One thing that stood out was my BlitzMax test was parsing quickly, but it took an age to load the initial data.

Naturally I had to drop everything to try and figure out what was happening.

The problem

The file to be loaded was around 900KB, and the following function was used to load it into memory:

Function LoadFileAsString:String(url:Object)
    Local streamIn:TStream = ReadFile(url)
    Local contents:String  = ""

    While Not(file.Eof())
        contents:+ file.ReadLine() + "~n"
    Wend

    Return contents
End Function

Reading the file byte-by-byte (using ReadByte) is far slower than using ReadLine.
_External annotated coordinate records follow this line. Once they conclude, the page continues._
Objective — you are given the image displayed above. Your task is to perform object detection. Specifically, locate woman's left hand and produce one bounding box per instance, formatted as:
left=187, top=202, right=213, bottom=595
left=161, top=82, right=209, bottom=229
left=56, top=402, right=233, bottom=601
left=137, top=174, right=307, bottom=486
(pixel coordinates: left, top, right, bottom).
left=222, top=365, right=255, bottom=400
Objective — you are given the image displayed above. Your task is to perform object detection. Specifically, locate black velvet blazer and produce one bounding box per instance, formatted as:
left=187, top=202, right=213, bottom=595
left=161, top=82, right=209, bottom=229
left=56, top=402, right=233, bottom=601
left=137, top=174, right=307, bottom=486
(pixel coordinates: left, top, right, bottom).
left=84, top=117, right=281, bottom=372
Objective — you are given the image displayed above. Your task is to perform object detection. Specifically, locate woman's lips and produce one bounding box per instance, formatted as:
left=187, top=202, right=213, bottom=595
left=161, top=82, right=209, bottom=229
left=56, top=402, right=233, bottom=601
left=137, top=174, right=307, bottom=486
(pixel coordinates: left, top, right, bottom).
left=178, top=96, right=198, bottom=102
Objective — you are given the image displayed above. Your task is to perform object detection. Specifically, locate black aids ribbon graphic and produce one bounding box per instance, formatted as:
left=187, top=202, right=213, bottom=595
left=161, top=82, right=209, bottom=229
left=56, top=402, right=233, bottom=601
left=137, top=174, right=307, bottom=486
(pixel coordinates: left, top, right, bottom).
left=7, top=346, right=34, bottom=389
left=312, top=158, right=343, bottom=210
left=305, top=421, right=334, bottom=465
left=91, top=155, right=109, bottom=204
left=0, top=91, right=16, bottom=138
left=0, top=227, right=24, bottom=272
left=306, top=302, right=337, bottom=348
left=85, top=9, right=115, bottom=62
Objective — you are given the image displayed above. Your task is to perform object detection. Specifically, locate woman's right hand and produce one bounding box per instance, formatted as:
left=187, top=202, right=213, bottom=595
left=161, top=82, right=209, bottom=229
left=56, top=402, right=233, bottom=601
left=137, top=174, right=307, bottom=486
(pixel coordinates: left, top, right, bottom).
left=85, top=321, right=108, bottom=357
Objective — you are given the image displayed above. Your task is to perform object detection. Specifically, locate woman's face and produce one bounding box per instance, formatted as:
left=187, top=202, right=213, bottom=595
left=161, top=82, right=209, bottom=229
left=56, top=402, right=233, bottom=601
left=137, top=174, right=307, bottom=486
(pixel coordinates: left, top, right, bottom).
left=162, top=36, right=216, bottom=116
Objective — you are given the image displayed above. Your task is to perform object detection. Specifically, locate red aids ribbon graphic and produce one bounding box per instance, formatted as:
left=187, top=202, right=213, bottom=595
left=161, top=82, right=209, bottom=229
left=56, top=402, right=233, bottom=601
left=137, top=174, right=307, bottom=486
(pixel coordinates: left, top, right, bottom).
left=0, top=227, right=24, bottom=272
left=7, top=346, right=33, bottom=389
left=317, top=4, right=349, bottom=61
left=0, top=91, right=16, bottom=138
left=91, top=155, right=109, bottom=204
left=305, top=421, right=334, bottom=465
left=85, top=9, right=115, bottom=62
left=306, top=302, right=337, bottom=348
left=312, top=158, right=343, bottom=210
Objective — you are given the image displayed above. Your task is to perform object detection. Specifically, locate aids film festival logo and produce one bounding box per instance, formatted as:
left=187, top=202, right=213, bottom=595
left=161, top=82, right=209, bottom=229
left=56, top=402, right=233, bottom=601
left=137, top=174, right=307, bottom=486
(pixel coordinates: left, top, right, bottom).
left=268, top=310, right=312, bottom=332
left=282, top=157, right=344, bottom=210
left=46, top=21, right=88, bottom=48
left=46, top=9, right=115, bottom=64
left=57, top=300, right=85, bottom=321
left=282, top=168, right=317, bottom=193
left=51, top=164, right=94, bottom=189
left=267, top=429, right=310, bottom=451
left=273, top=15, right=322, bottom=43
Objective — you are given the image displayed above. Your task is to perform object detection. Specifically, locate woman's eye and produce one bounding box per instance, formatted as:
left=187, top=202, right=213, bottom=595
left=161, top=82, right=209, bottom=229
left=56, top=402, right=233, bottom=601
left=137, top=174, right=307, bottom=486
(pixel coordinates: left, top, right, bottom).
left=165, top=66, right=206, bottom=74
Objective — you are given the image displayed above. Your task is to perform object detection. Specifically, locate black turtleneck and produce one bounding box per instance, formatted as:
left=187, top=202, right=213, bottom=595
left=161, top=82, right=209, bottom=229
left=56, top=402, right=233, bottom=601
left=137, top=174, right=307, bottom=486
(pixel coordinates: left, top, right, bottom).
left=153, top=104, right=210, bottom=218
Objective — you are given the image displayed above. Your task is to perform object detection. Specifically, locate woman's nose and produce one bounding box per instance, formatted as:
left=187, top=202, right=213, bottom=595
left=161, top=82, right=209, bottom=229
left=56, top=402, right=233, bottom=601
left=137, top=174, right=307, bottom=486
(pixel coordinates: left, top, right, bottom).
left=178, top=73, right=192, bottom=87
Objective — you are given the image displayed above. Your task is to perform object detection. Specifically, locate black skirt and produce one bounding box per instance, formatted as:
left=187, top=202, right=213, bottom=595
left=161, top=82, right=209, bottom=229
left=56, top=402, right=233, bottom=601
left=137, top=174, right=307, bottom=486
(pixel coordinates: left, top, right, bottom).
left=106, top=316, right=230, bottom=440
This approach works well enough on small files (< 20kB), but gets very slow as they get larger.

The solution

I figured loading everything into a bank and converting that to a string would be quicker. After all, a string is just a collection of bytes with a null terminator, and a BlitzMax bank is a collection of bytes.

The first approach was to read the bank using LoadBank and then building a string using PeekByte for each character.

The results were disappointing.

After reading the documentation, I found a few functions that looked to do exactly what I needed.

The built-in String type comes with FromCString, a function that can convert a C-style string into a BlitzMax one. C-style strings are passed around in BlitzMax as a Byte Ptr type.

Even better, BlitzMax banks can use LockBank to return a pointer to their contents as a Byte Ptr.

The new code looked something like this:

Function LoadFileAsString:String(url:Object)

    ' Create a bank and load the file contents.
    Local bank:TBank = LoadBank(url)

    ' Ensure bank finishes with a 0 byte.
    ' This prevents the string from having junk bytes at the end.
    Local size:Int = BankSize(bank)
    ResizeBank(bank, size + 1)
    PokeByte(bank, size, 0)

    ' Get bank contents and convert to a string
    Local buffer:Byte Ptr = LockBank(bank)
    Local content:String  = String.FromCString(buffer)

    ' Cleanup.
    UnlockBank(bank)
    bank = null

    Return content

End Function

One important addition is adding a null terminator to the end of the loaded content. Because FromCString expects a null byte terminator, it will continue to read from memory until it finds one. This can lead to junk data at the end of the string.

Performance

The following benchmark is for a 900KB text file.

Method Average Time (ms)
Method 1 (ReadLine) 933.18
Method 2 (LoadBank) 2.8

Sometimes yak shaving comes in handy.